Assignment 1 - Rinad Salkham

Question 2.8:

1) Total Private Employes from us_employement

There is some seasonality in the data, whereby the number employed is at its lowest in January, increases to peak in June - August, then decreases again till the end of the year. Additionally, The number of people employed was on an increasing trend, despite decreasing in some years, which were during the big recessions. The recession years also went against the seasonality rules, for example, in 2009 the number of people employed in January was the highest during the year.

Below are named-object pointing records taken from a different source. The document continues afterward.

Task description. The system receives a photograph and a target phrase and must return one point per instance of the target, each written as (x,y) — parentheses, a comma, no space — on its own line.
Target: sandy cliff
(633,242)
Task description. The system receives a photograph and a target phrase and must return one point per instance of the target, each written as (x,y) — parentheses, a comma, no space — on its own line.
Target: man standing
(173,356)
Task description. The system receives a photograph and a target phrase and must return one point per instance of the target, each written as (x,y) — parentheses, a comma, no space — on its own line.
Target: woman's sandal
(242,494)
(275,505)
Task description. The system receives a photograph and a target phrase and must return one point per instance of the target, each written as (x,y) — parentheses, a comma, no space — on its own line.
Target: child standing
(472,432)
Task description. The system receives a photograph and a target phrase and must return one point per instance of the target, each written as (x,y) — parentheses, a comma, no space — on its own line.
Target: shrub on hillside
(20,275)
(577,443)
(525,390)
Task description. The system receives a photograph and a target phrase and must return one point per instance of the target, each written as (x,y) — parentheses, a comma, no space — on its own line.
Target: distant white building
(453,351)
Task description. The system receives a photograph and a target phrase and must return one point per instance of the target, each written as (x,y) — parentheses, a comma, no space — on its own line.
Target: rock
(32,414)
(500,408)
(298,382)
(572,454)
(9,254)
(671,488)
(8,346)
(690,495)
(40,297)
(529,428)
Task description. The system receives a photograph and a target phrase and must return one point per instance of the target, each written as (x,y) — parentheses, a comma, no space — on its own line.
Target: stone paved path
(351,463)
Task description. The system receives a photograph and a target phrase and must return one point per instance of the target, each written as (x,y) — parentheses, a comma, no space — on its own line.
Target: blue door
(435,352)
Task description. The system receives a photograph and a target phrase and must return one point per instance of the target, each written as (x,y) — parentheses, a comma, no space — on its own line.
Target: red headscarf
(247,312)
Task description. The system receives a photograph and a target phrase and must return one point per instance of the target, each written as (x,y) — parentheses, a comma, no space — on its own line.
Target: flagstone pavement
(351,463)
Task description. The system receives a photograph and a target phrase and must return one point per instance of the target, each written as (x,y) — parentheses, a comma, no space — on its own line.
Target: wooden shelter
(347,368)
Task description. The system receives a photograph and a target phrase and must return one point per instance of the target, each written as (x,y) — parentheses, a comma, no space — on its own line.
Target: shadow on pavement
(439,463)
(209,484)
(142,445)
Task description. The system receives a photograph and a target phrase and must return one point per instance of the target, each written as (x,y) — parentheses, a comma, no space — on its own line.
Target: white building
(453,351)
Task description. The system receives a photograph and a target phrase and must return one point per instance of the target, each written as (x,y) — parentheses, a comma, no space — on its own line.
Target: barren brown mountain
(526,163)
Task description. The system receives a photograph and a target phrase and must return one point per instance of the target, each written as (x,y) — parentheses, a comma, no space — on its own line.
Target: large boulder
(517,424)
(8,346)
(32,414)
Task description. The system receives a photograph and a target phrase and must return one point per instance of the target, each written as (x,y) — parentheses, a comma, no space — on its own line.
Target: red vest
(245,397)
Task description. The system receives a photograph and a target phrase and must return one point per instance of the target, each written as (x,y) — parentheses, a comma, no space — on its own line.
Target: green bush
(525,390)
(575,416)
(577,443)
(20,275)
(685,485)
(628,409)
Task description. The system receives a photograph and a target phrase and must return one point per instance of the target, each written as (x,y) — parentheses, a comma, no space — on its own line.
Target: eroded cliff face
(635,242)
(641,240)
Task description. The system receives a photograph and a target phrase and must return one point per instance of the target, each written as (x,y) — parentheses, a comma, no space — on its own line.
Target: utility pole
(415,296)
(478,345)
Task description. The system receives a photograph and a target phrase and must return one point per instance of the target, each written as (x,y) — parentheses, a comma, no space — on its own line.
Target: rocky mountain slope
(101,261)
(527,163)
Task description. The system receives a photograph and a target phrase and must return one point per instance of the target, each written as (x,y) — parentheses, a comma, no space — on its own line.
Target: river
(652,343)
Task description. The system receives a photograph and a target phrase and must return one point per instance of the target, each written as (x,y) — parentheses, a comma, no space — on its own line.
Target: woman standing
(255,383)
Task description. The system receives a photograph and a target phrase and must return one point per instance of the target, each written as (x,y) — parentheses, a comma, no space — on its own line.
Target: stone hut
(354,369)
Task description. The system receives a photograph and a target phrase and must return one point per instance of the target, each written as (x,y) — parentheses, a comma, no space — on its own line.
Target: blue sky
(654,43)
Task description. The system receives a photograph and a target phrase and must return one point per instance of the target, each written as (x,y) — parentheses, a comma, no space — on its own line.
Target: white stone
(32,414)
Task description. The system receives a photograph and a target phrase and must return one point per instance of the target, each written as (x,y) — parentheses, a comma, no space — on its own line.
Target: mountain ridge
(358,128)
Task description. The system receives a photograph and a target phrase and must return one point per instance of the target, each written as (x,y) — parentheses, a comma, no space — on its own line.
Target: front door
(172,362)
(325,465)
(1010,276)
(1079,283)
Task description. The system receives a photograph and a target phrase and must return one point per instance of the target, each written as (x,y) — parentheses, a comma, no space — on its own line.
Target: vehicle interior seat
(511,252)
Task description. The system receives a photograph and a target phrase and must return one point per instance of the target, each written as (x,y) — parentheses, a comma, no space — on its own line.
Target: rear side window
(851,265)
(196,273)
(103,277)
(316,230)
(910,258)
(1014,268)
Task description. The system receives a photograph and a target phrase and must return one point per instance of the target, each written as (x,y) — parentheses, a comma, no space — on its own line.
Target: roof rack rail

The autocorrelation graph shows very high correlation across all of the years. It starts almost equal to one at a lag of 1 month, and continues to decrease as the lags increase.

library('fpp3')

## Registered S3 method overwritten by 'tsibble':
##   method               from 
##   as_tibble.grouped_df dplyr

## ── Attaching packages ──────────────────────────────────────────── fpp3 1.0.1 ──

## ✔ tibble      3.2.1     ✔ tsibble     1.1.5
## ✔ dplyr       1.1.4     ✔ tsibbledata 0.4.1
## ✔ tidyr       1.3.1     ✔ feasts      0.4.1
## ✔ lubridate   1.9.3     ✔ fable       0.4.1
## ✔ ggplot2     3.5.1

## ── Conflicts ───────────────────────────────────────────────── fpp3_conflicts ──
## ✖ lubridate::date()    masks base::date()
## ✖ dplyr::filter()      masks stats::filter()
## ✖ tsibble::intersect() masks base::intersect()
## ✖ tsibble::interval()  masks lubridate::interval()
## ✖ dplyr::lag()         masks stats::lag()
## ✖ tsibble::setdiff()   masks base::setdiff()
## ✖ tsibble::union()     masks base::union()

library(ggplot2)

us_emp <- us_employment %>% filter(Title == "Total Private")
us_emp |> autoplot(Employed)

us_emp |> gg_season(Employed, labels="both")

us_emp |> gg_subseries(Employed)

us_emp |> gg_lag(Employed)

us_emp |> ACF(Employed) |> autoplot()

2) Bricks from aus_production

The general trend is one where the production increased from 1960 till 1980, but then started to decrease. There is a seasonal trend whereby the first quarter has slightly lower values, and then the 2nd - 4th quarter of the year are higher. However, the seasonality is not consistent across all of the years, and is quite variable year-on-year. As a result of the seasonality, the autocorrelation graph has a general decreasing trend but peaks at the multiples of 4.

aus_production |> autoplot(Bricks)

## Warning: Removed 20 rows containing missing values or values outside the scale range
## (`geom_line()`).

aus_production |> gg_season(Bricks, labels="both")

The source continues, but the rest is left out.